小説

『インドの観覧車』緋川小夏(『赤い靴』)

「それ、人が乗っても大丈夫なの? 動いている途中で壊れたりしない?」
「大丈夫だよ。見た目は、かなり危なっかしいけどね」
 矢継ぎ早に浴びせられるわたしからの質問に、目を細めながら答える。亮悟は若い頃、バックパッカーでインドを旅していた。きっと今、わたしからの質問を介して、懐かしい旅の日々を思い出しているのだろう。
「観覧車の軸に人が入って、人力で回すんだ。テコの原理で」
「でも危険じゃない?」
「まぁね。命綱もネットもないから、動かすほうも乗るほうも命がけかもね」
 亮悟の柔らかな声が、欠損だらけのわたしの心に次々と落ちてくる。そしてテトリスみたいにぴたりとハマって修復してくれる。そのたびに、とても沁みる。
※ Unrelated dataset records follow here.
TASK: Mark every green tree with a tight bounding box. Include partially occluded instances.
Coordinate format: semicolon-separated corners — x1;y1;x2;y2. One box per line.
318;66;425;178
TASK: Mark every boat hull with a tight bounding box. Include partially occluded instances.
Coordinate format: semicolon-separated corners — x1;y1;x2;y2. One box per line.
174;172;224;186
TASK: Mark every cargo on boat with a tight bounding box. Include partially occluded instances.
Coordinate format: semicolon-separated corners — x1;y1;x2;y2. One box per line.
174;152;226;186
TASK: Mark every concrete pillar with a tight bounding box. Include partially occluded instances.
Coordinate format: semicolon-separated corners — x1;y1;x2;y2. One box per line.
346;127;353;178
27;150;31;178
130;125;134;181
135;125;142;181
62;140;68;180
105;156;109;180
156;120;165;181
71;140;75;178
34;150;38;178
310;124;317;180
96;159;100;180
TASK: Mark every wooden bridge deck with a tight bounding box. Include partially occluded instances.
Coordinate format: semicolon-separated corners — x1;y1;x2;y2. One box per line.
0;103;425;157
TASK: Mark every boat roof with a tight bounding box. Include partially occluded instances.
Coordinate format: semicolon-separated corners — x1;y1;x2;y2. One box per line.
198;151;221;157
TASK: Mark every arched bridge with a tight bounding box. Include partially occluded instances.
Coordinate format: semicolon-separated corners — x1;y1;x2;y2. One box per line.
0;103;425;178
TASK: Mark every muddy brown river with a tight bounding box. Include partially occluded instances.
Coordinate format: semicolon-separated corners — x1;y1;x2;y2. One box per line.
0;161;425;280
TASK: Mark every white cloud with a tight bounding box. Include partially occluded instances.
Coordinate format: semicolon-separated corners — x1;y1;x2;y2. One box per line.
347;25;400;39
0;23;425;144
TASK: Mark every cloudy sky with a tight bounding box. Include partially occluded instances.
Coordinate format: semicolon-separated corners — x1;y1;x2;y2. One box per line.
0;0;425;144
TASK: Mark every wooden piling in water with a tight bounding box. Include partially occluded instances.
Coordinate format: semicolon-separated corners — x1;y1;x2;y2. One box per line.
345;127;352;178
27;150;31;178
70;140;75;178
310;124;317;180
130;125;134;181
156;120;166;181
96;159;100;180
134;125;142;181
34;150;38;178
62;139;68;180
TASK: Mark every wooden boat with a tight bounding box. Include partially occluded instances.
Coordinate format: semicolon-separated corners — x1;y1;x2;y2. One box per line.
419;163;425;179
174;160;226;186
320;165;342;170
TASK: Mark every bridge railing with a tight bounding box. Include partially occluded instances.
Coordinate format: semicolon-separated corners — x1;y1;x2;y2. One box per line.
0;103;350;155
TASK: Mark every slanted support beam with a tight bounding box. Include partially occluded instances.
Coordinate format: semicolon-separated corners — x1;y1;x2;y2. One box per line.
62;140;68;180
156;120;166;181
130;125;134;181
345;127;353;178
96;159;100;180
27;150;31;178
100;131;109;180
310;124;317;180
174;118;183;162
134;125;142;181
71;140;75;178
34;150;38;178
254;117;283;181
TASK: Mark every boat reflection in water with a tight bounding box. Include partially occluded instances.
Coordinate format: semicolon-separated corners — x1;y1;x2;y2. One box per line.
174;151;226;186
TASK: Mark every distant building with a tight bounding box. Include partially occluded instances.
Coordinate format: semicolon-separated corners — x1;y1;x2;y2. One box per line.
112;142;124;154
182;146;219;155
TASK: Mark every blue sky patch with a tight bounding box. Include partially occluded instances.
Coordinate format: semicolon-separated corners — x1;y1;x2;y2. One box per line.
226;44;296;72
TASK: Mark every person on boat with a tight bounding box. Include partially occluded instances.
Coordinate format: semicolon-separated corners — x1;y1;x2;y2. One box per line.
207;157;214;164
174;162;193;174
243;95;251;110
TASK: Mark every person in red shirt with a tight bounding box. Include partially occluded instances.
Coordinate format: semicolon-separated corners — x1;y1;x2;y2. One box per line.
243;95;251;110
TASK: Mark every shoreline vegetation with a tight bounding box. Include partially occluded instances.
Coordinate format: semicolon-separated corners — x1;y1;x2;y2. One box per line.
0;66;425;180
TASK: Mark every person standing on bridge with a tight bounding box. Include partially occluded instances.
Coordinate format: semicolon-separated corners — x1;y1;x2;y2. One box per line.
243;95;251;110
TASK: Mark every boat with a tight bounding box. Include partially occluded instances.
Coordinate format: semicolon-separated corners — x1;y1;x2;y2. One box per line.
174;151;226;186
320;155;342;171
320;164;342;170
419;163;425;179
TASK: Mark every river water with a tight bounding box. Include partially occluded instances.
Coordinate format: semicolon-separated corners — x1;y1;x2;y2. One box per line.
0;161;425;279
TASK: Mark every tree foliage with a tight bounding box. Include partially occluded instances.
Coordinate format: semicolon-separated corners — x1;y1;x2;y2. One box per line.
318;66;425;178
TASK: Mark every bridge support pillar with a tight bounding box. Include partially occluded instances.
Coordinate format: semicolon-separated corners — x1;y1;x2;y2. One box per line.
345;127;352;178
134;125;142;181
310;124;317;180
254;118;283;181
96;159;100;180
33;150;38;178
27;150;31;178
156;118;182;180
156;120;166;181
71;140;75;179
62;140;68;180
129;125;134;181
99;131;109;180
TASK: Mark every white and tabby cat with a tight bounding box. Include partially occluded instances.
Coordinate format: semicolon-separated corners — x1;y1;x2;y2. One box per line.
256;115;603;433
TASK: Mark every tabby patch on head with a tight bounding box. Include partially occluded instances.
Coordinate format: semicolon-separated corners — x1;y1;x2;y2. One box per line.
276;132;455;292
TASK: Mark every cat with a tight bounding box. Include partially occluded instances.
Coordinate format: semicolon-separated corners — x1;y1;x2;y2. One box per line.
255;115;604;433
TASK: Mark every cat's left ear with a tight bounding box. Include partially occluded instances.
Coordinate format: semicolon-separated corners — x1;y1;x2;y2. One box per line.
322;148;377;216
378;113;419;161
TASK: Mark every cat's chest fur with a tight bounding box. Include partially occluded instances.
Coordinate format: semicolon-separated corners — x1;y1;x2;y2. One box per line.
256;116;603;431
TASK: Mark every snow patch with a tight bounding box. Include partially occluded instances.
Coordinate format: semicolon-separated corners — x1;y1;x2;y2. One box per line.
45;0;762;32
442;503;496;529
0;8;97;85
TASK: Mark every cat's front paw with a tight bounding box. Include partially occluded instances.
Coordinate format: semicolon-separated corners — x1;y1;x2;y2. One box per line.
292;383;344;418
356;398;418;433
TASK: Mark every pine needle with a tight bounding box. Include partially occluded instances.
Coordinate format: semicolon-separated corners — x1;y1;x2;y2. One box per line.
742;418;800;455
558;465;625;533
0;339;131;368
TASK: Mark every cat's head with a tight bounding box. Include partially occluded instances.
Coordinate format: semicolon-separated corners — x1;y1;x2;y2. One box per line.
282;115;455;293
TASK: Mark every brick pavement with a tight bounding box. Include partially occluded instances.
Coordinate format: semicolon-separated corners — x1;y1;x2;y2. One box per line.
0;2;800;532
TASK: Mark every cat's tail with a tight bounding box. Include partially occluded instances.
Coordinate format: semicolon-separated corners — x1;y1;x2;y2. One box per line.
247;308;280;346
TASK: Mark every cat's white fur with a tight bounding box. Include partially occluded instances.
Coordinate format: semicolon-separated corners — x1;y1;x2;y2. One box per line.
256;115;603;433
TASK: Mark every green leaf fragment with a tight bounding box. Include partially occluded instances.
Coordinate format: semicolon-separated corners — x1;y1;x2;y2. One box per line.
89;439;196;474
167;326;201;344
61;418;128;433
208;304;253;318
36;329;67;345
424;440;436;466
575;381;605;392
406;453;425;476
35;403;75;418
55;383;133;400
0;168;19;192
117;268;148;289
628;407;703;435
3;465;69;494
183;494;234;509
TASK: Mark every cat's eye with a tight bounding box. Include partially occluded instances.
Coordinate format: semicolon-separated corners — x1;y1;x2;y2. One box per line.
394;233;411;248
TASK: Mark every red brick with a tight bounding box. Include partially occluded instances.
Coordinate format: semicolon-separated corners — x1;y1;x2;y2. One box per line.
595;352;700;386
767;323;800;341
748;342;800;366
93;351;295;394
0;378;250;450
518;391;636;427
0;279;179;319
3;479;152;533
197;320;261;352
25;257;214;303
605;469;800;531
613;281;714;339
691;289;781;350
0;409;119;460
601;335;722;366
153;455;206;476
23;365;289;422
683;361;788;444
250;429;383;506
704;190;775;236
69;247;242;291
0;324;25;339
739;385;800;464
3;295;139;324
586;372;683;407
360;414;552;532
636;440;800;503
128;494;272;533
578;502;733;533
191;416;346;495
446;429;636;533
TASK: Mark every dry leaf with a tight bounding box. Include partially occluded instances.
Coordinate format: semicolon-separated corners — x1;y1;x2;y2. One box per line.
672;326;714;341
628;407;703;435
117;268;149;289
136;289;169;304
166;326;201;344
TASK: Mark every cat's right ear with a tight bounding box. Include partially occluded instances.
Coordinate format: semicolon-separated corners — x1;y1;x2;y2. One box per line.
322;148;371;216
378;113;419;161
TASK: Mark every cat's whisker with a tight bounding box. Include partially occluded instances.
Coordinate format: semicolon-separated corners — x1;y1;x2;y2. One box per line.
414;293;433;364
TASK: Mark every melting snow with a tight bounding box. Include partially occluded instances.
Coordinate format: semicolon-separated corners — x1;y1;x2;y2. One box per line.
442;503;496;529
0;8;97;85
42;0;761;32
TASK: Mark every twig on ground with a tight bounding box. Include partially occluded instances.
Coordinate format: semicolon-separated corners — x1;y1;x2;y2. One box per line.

「インドの田舎町では娯楽が極端に少ないからさ。子ども達は皆、遊園地が巡回してくるのを、とても楽しみに待っているんだよ」
「ふうん……」
「しかも、それらの遊具や設備はすべて、錆びた極彩色で彩られているんだよ……ほら小麦、目を閉じて想像してごらん」
 わたしは言われた通りに目を瞑り、異国の田舎町に存在する楽園を夢想する。懐かしいあの酩酊感を思い出して、全身が甘く痺れた。
「わたし小学生の頃、いじめられていたんだ」
 ふいに亮悟の表情が曇る。
「最初は無視から始まったんだよね。理由なんてわからない。そして学年が上がるごとにエスカレートしていってね。ノートを池に捨てられたり、体操服を汚されたり、机に『死ね』って落書きされたりした。酷いときなんか、二階の教室の窓から唾を落とされたこともあった。みんな、わたしをいじめているときは本当に楽しそうだった。目が活き活きと輝いていたもの」
 亮悟は少しかなしそうな顔で頷いた。きっと、当時のわたしの痛みを手繰り寄せているのだろう。そうすることで、わたしの辛さをもっと深いところで受け止めようとしている。
「そんなときはいつも遊園地に逃げ込んでいたの。もちろん本物の遊園地じゃなくて、わたしの頭の中にある脳内遊園地。とりあえずそこに逃げ込めば、泣いたり、深く傷ついたりせずに、自分を守ることができたから」
大きな手のひらが、わたしの頭をやさしく撫でた。亮悟の体温が頭のてっぺんからゆっくりと全身に行きわたる。
「いつか小麦をインドの観覧車に乗せてあげる」
 ほんの少しだけ開けた窓の隙間から雨の気配が忍び込んでくる。わたしはレースの薄いカーテンだけ閉めて、寝転ぶ亮悟の体の上に覆い被さった。指先で髪を掻き分けて耳の後ろに唇をつける。亮悟の首筋からは、わたしとは違う匂いがした。